29.10.09

Souvent homme varie


Souvent les hommes se méprennent sur ce point précis : ils croient que les femmes qui ont de beaux yeux les regardent amoureusement.

Eric Chevillard, "707" (jeudi 29 octobre 2009), in L'autofictif {http://l-autofictif.over-blog.com/}

24.10.09

Pure perte

Esme connaissait tout de la perte, Anton en était convaincu. Par exemple la facilité avec laquelle elle oubliait les choses, comme si c'était une seconde nature - véritablement, elle faisait de l'oubli l'un des beaux-arts. La façon dont les choses dissolvaient dans son esprit, les tableaux qu'elle avait vus, les films, même leurs conversations - c'était de toute beauté. Anton avait peur, s'il restait trop longtemps en dehors de son champ de vision, qu'elle l'efface totalement.

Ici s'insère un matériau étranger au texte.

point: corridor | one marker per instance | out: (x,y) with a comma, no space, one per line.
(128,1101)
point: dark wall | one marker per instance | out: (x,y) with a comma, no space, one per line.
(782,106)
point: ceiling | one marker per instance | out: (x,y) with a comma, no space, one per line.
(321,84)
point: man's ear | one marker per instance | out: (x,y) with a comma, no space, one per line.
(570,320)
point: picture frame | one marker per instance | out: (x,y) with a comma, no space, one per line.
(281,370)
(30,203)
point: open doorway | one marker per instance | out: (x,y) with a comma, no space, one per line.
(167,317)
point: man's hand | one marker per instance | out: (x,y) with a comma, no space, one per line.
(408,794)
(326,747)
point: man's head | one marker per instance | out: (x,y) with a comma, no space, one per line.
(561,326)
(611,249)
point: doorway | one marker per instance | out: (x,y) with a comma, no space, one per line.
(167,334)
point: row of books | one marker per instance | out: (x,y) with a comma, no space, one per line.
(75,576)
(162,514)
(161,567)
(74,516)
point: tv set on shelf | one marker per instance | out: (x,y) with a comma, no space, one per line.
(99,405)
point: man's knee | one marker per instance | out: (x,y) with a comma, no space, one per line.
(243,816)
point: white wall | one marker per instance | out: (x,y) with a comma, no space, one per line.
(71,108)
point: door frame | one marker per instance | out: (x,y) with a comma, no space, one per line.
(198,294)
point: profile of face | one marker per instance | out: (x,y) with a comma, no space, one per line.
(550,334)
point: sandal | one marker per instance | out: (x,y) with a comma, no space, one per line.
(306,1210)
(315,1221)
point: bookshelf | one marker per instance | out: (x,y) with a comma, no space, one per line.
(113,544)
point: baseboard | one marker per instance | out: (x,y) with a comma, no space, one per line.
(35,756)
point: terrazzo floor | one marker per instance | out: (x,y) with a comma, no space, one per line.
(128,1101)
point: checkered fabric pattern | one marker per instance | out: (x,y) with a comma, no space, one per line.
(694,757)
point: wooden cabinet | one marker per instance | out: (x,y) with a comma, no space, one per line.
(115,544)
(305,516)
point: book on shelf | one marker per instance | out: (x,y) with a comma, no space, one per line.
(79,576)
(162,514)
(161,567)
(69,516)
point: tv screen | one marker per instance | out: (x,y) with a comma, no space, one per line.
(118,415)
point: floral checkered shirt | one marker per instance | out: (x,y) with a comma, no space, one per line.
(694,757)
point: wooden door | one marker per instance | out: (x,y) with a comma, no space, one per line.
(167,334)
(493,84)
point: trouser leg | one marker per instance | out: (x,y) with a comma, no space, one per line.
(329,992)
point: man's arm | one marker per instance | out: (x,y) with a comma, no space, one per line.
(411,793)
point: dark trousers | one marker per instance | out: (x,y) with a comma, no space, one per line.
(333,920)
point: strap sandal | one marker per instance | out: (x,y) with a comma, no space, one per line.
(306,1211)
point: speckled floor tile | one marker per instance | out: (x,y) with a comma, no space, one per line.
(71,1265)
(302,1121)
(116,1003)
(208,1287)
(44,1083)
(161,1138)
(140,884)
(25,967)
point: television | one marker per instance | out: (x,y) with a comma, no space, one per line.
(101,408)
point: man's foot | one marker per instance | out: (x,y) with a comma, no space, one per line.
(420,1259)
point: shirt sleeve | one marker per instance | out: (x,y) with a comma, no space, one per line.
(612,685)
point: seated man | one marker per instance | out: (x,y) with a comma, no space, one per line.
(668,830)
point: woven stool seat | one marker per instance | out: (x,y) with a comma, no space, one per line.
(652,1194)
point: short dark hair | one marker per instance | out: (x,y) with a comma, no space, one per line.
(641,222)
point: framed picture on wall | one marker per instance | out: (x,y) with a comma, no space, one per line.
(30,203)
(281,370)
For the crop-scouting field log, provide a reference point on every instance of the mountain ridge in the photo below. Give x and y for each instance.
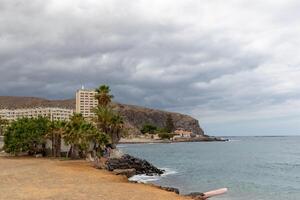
(134, 116)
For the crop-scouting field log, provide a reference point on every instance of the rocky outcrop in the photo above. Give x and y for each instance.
(135, 116)
(127, 162)
(125, 172)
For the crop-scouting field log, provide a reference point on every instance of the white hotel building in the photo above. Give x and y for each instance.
(52, 113)
(85, 102)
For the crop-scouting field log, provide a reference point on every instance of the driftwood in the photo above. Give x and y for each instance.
(206, 195)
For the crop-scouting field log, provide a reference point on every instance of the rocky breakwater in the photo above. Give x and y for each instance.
(130, 166)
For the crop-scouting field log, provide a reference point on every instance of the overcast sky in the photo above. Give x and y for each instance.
(233, 65)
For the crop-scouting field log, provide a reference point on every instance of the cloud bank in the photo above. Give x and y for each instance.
(224, 62)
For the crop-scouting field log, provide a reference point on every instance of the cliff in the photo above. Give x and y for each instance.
(135, 116)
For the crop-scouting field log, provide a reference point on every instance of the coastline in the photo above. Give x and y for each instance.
(149, 141)
(42, 178)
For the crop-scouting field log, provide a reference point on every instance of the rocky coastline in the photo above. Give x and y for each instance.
(129, 166)
(147, 140)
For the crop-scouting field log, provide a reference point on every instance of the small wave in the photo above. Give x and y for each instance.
(168, 171)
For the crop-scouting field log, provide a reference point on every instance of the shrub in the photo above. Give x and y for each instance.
(148, 128)
(26, 135)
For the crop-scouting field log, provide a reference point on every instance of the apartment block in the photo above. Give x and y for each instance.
(85, 102)
(52, 113)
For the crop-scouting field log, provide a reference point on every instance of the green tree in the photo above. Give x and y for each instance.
(109, 122)
(80, 134)
(26, 135)
(56, 133)
(74, 136)
(3, 124)
(103, 95)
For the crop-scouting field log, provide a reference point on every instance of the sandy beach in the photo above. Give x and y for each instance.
(32, 178)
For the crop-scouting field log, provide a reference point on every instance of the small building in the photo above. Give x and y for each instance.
(181, 133)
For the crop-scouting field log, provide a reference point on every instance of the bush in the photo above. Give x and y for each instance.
(148, 128)
(165, 136)
(26, 135)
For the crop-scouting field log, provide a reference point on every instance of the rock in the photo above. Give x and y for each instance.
(170, 189)
(135, 117)
(197, 195)
(127, 172)
(39, 155)
(130, 162)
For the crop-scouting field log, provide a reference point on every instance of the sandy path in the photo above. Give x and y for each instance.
(35, 179)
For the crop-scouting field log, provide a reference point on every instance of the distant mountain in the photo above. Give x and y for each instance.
(135, 116)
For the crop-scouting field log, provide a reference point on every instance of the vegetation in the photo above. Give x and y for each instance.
(55, 134)
(3, 125)
(30, 135)
(108, 121)
(103, 95)
(26, 135)
(148, 128)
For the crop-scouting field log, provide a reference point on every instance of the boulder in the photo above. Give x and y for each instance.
(170, 189)
(197, 195)
(126, 172)
(130, 162)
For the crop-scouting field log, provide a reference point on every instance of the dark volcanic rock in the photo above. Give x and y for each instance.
(126, 172)
(170, 189)
(130, 162)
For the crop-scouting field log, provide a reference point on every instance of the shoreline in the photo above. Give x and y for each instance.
(44, 178)
(181, 140)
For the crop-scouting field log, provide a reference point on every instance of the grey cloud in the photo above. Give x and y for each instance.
(182, 60)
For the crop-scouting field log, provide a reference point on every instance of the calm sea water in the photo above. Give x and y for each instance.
(260, 168)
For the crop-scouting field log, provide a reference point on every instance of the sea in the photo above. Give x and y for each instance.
(260, 168)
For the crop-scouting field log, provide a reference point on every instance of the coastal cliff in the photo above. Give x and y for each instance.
(134, 116)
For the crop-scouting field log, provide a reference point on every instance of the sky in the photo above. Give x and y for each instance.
(233, 65)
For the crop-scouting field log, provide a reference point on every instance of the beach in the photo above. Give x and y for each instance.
(39, 178)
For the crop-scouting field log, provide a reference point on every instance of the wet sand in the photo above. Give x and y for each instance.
(36, 178)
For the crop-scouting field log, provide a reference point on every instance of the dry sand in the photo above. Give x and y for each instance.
(35, 179)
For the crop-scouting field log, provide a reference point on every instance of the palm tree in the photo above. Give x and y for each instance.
(109, 123)
(79, 134)
(103, 95)
(74, 134)
(57, 131)
(3, 125)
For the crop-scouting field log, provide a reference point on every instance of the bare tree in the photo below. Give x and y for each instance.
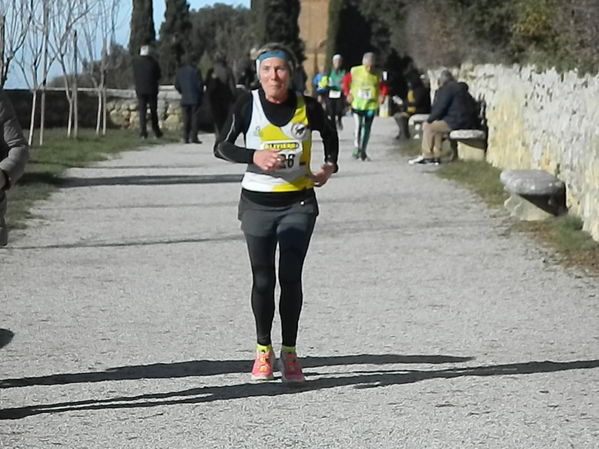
(63, 44)
(15, 20)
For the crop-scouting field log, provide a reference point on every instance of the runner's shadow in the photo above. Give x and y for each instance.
(215, 367)
(5, 337)
(240, 391)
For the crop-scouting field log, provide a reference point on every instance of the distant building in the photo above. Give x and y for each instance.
(313, 24)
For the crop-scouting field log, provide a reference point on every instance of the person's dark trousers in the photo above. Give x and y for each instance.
(401, 118)
(190, 122)
(143, 101)
(336, 109)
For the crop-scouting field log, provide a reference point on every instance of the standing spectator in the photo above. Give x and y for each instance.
(418, 101)
(365, 91)
(14, 153)
(220, 89)
(188, 82)
(319, 88)
(247, 74)
(335, 101)
(146, 73)
(453, 108)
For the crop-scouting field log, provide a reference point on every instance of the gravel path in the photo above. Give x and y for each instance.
(426, 323)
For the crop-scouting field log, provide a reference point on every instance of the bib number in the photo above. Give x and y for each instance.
(289, 152)
(365, 93)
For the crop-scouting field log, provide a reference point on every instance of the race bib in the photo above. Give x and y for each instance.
(365, 93)
(289, 151)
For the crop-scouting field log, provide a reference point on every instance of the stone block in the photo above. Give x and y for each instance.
(468, 134)
(533, 189)
(468, 152)
(525, 210)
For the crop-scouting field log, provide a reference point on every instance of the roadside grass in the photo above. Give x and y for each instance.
(59, 153)
(563, 235)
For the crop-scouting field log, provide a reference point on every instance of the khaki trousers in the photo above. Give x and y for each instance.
(3, 228)
(432, 138)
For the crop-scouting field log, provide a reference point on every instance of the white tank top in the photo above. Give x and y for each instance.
(293, 140)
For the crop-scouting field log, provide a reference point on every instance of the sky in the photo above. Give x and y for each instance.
(15, 80)
(160, 5)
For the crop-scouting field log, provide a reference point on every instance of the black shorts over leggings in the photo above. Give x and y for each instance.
(290, 227)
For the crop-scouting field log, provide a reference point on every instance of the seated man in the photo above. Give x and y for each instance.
(418, 101)
(453, 108)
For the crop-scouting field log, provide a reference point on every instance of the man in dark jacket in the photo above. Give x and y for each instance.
(418, 101)
(220, 89)
(14, 153)
(453, 108)
(188, 82)
(146, 73)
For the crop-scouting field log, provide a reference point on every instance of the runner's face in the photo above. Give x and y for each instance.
(274, 78)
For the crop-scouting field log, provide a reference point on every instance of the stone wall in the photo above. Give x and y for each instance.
(543, 120)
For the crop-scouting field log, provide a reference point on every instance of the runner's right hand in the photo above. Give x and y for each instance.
(268, 160)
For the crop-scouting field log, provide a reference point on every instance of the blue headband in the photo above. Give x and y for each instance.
(274, 54)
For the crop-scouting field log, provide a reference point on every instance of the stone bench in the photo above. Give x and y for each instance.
(466, 144)
(534, 194)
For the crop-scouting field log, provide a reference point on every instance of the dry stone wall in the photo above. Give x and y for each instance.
(542, 119)
(121, 106)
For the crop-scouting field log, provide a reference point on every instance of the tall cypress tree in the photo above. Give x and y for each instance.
(174, 36)
(276, 21)
(142, 25)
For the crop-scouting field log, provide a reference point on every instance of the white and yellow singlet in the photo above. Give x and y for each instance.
(293, 141)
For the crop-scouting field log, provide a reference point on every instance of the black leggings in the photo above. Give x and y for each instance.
(292, 233)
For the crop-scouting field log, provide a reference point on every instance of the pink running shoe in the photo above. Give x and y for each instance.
(291, 370)
(263, 364)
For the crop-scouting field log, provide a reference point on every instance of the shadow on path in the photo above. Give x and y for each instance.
(216, 367)
(168, 241)
(5, 337)
(144, 180)
(246, 390)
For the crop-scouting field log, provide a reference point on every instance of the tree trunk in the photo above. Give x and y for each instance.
(75, 89)
(32, 121)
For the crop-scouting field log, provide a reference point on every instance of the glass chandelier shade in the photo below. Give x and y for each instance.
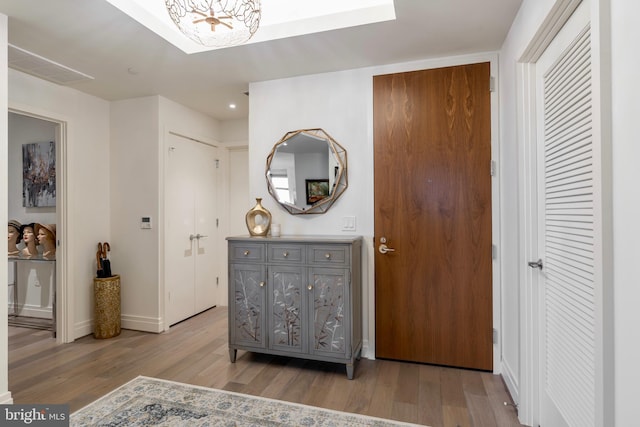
(216, 23)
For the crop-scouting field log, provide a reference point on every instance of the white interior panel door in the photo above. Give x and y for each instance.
(567, 318)
(190, 197)
(205, 227)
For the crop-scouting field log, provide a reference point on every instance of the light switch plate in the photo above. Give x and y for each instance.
(349, 223)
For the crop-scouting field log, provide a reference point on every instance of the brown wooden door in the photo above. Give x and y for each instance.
(432, 154)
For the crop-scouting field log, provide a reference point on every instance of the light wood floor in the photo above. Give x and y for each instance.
(195, 352)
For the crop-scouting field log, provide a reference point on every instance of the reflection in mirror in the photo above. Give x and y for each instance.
(307, 171)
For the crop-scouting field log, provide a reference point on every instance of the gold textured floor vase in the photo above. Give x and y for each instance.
(258, 219)
(106, 320)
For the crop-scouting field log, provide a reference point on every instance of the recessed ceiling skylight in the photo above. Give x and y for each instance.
(280, 18)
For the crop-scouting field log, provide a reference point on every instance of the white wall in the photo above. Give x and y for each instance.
(626, 206)
(341, 103)
(5, 395)
(133, 179)
(87, 152)
(138, 131)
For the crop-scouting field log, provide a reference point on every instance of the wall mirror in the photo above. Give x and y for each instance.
(306, 171)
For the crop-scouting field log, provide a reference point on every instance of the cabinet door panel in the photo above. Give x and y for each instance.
(330, 302)
(247, 301)
(288, 309)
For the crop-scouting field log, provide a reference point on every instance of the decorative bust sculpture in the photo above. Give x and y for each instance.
(46, 235)
(29, 237)
(14, 237)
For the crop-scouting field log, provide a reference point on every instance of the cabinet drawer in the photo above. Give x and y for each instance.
(246, 252)
(328, 255)
(286, 253)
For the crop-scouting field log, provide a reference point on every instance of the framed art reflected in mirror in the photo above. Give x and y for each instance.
(317, 189)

Tant elle semblait comprendre ce mouvement des choses qui allaient à leur perte. Mais si cela devait arriver, il ne disparaîtrait pas pour autant de son côté.
Esme vivait dans une démocratie absolue du visible et de l'invisible. Elle ne voulait rien du passé - le passé n'existait pas. L'absence était son art ; elle seule, à la rigueur, pouvait être perceptible. Les présences trop appuyées l'incommodaient. Elle était à l'aise dans les lacunes et les ombres. Ses livres étaient tout entier de noir et de blanc - ses livres étaient comme la plupart des livres, mais elle (pensait Anton) était loin d'être comme la plupart des gens.

Jakuta Alikavazovic, Le Londres-Louxor, L'Olivier, Janvier 2010

21.10.09

Abre los ojos


 Je suis désespéré par la contemplation du monde. J'en arrive à regretter ce qu'on appelle la sauvagerie. Il me paraîtrait plus naturel de revenir au cannibalisme, à l'arc, à l'épée, plutôt que de cautionner par mon silence la guerre d'aujourd'hui qui se veut propre. La guerre n'est pas un bilan positif sur un compte en banque. Ma révolte est inépuisable. Parfois je me dis qu'il m'aurait suffi d'avoir un visage comme tout le monde pour jouir du monde avec insouciance. Après tout, de quoi me plaindre ?

Antoni Casas Ros, Le Théorème d'Almodóvar, Gallimard, 2008.

11.10.09

Mucho Maas




Elle contemplait maintenant, suspendu en l'air au-dessus du lit, le portrait bien connu de l'oncle Sam que l'on peut voir dans tous nos bureaux de poste, avec sa lueur inquiétante dans le regard, ses joues creuses et parcheminées soudain empourprées, l'index pointé. J'ai besoin de vous - I want you. Pour quoi faire, elle n'avait jamais osé le demander (...)


Thomas Pynchon, Vente à la criée du lot 49, Points Seuil, 1966 (trad. 1987).